Oggi 3 appuntamenti importanti per la
discarica di Borgo Montello, il territorio, le falde, la salute dei
cittadini, il valore degli immobili e 3 rinvii. Il processo per
l'inquinamento delle falde a carico di 3 persone che hanno (o
avrebbero) preso parte alla gestione della discarica per conto della
ditta Ecoambiente (Landi, Colucci, Rondoni) che secondo la
procura di Latina sarebbero responsabili dell'inquinamento (o della
mancata bonifica) delle falde è stato rinviato al 12 febbraio 2014.

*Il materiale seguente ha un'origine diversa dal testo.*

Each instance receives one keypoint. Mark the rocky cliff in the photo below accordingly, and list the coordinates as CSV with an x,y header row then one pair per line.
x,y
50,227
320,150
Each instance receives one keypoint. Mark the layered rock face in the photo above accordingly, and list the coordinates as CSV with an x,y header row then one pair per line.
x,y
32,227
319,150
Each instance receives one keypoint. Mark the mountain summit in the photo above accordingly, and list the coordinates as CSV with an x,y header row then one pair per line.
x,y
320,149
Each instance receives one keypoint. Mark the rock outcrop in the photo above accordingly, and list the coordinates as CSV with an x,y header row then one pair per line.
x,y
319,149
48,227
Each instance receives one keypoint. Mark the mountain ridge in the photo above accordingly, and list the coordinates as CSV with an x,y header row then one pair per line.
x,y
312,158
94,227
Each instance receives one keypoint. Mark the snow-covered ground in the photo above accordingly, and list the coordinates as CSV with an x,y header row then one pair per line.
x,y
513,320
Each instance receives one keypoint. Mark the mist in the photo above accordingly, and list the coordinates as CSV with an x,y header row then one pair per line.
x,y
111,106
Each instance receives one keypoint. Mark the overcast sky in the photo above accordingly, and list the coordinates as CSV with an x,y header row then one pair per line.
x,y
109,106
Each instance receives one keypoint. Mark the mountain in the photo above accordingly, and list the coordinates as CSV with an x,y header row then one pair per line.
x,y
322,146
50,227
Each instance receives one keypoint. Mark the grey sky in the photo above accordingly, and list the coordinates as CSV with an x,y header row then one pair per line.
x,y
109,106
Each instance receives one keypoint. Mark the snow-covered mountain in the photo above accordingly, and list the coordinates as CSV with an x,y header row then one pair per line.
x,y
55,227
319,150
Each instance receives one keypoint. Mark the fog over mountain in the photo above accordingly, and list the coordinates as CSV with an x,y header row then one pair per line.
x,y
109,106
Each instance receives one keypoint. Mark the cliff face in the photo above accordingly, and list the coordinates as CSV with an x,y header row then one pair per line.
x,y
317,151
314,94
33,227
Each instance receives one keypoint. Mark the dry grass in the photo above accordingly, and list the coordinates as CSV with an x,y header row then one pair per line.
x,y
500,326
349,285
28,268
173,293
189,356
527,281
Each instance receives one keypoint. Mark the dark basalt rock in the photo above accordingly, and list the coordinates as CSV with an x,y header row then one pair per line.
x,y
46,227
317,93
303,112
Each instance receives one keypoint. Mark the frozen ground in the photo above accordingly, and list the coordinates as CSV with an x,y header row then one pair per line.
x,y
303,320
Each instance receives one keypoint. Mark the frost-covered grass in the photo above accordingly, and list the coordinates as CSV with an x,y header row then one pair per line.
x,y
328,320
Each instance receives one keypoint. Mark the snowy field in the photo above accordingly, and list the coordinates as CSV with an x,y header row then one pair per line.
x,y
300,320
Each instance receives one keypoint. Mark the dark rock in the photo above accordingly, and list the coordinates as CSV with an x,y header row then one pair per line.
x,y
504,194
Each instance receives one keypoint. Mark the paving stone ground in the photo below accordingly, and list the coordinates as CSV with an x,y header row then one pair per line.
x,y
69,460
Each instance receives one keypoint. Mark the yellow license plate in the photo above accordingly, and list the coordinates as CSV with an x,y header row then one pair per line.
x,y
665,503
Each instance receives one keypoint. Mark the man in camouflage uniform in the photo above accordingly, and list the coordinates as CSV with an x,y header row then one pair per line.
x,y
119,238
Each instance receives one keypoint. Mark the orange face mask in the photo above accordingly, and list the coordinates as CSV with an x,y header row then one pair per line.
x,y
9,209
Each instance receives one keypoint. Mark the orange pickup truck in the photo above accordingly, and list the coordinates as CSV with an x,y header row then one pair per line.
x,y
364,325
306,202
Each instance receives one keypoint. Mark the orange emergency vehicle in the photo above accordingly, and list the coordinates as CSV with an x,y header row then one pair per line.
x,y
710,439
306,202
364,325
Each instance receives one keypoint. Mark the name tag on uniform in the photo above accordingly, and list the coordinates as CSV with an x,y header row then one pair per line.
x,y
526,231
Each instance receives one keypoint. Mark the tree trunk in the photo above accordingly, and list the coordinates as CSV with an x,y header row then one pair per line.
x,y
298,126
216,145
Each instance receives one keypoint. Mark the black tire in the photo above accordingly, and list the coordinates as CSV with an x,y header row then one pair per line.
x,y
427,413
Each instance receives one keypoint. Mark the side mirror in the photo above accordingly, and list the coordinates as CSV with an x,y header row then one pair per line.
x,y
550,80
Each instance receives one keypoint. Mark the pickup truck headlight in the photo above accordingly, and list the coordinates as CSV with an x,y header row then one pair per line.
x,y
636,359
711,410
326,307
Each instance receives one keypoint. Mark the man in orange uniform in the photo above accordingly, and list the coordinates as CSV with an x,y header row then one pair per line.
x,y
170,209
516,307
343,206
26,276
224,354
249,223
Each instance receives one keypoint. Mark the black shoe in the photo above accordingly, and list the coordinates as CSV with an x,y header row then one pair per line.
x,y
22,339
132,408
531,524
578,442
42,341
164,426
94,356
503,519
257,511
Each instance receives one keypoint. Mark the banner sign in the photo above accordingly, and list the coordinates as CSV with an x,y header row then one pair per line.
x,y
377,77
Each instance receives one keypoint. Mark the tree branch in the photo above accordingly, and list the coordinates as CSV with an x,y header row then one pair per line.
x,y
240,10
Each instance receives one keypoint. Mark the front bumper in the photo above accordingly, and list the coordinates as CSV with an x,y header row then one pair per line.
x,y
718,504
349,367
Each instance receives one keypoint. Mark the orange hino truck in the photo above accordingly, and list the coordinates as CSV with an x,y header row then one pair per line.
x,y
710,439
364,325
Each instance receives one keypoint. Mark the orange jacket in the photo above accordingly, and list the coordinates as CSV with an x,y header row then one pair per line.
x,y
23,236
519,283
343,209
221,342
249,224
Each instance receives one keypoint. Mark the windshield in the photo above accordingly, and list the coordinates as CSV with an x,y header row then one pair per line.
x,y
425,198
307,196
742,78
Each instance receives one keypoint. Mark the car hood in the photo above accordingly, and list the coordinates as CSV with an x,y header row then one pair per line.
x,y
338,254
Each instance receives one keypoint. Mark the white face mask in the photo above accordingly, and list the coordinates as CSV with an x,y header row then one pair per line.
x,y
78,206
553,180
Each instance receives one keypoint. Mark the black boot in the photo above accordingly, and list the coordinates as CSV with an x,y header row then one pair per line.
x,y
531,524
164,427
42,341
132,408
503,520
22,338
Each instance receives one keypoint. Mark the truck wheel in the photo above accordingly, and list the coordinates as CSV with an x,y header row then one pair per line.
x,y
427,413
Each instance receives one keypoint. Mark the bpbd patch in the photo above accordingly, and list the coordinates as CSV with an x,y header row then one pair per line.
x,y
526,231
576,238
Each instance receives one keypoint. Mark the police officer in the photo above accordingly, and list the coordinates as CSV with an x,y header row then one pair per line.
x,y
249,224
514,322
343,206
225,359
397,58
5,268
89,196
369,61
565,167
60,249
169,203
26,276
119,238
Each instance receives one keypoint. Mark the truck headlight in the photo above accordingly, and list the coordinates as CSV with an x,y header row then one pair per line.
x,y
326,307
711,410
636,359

Il Giudice ha riconvocato le parti in quanto il CTU non ha ancora
consegnato la Perizia richiesta e non risulterebbe nel fascicolo la
richiesta di proroga nella consegna della Perizia. Il CTU ha
inoltrato la scorsa settimana la richiesta di proroga. Il progetto
per la bonifica delle falde inquinate presentate da Ecoambiente,
dopo le clamorose rivelazione dei giornali sulla grave situazione
rappresentata nelle analisi del periodo 2009 – 2011 da parte
dell'Arpa Lazio e da questa tramessa agli enti e alle istituzioni
interessate nel marzo 2012 e mai divulgate ai cittadini, dopo i
precedenti rinvii è stato rimandato all'8 gennaio 2014. Dopo le
strigliate del vice sindaco di Latina e assessore all'ambiente
Fabrizio Cirilli alla ASL sia per l'assenza nelle precedenti
sedute, sia per il mancato parere sulla bonifica e sul silenzio
colpevole sui danni e sui rischi per la salute umana per il grave
inquinamento il motivo del rinvio sta nella mancata sottoscrizione da
parte di tutti gli eminenti studiosi, professionisti e cattedratici
intervenuti nelle analisi e nelle ricerce dello stesso progetto di
bonifica. Dopo che il 25 novembre nel tavolo della trasparenza
sull'inquinamento della discarica i responsabili delle istituzioni
non avevano saputo rispondere alle osservazioni e ai dubbi sulla
validità della bonifica da parte di consiglieri comunali e dei
cittadini, dopo che lo stesso responsabile dell'ArpaLazio aveva detto
che se la bonifica non dovesse avere risvolti positivi per le
attività di cui (secondo lo stesso responsabile dell'ArpaLazio) non
c'è certezza, nemmeno l'incontro di oggi ha saputo dare le risposte
attese. La commissione urbanistica che doveva decidere oggi sulle
osservazioni prodotte dalla società Ecoambiente,
in merito allo spostamento della barriera di alberi dalla proprietà
Ecoambiente a quella limitrofa in zona agricola (di altro
proprietario sul cui terreno la società Ecoambiente avrebbe un
compromess) e in merito all'eliminazione verso la strada Monfalcone
(sostituita da altre barriere) è stata rinviata per
mancanza del numero legale. Infatti il pd ha chiesto la verifica del
numero legale e poi si è alzato rendendo nulla la riunione.